Carta que se encontró a un ahogado
Parte III
Guy de Maupassant
Creí se enfadaría, mas no fue así.
—¡Qué verdad es eso! —murmuró.
Quedéme estupefacto. ¿Habría comprendido?
Poco a poco nuestra barca se acercó a la orilla, penetrando bajo un sauce, que la detuvo.
Tomando a mí compañera por el talle, acerqué con dulzura los labios a su cuello.
Pero me rechazó con un movimiento irritado y brusco, diciendo:
—¡Suélteme! ¡Es usted un grosero!
Procuré atraerla.
Ella se defendía y, agarrándose al árbol; por poco vamos al agua.
Juzgué prudente desistir de mis pretensiones.
Entonces ella dijo:
—Le ruego que siga remando. ¡Estoy tan bien aquí! ¡Sueño! ¡Es tan agradable!
Después, con un poco de ironía en el acento, añadió:
—¿Tan pronto ha olvidado usted los versos que acaba de recitar?
Era justo. Callé.
—Vamos, reme usted —me dijo, y cogí de nuevo los remos.
Empezaba a parecerme la noche muy larga, y ridícula mi actitud.
Mi compañera me preguntó:
—¿Quiere usted hacerme una promesa?
—Sí. ¿Cuál?
—Permanecer tranquilo y correcto, discretamente, mientras yo...
—¿Qué?
—Verá usted. Quisiera echarme en el fondo de la barca, a su lado, mirando las estrellas.
—Comprendo —exclamé.
—No, no comprende usted —replicó ella—. Vamos a echarnos uno al lado del otro; pero le prohíbo que me toque, que me abrace; en fin..., que..., que me acaricie...
Prometí. Entonces ella advirtió:
—Si hace usted un movimiento inconveniente, haré zozobrar la barca.
Y nos echamos en el suelo, uno al lado del otro.
Los vagos balanceos de la canoa nos mecían.
Los ligeros rumores de la noche, llegando más distintos al fondo de la embarcación, nos hacían vibrar, estremeciéndonos.
¡ Sentía crecer en mí una extraña y punzante emoción, una ternura infinita, algo como una necesidad de abrir los brazos para estrechar en ellos alguna cosa, y el corazón para amar, de entregarme a alguien, de entregar mis pensamientos, mi cuerpo, mi vida, todo mi ser!
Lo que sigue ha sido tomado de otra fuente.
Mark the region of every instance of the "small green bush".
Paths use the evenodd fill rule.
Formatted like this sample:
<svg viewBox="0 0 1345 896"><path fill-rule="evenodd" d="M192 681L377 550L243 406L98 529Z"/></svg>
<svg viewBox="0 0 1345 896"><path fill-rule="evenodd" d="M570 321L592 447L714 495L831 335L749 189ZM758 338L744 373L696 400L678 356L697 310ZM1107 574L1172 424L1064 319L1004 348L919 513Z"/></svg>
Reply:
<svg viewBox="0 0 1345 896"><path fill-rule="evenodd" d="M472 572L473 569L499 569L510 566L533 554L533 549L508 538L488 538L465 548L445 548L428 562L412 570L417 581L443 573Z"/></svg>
Mi compañera murmuró como en un sueño:
—¿En dónde estamos? ¿Dónde vamos que parece que abandono este mundo? ¡Qué dulzura más grande! ¡Oh! Si me amara usted... un poco.
El corazón me latía con violencia.
Nada pude responder; me pareció que la amaba.
No sentía ningún deseo violento.
Estaba muy bien de aquel modo a su lado; me parecía suficiente aquello.
Y permanecimos largo rato, largo rato, inmóviles.
Nos habíamos cogido una mano; una fuerza misteriosa nos contenía: una fuerza desconocida, superior, una alianza pura, íntima, absoluta de nuestros cuerpos que eran el uno del otro sin tocarse.
¿Qué significaba aquello? ¿Lo sé yo? ¿Amor quizá?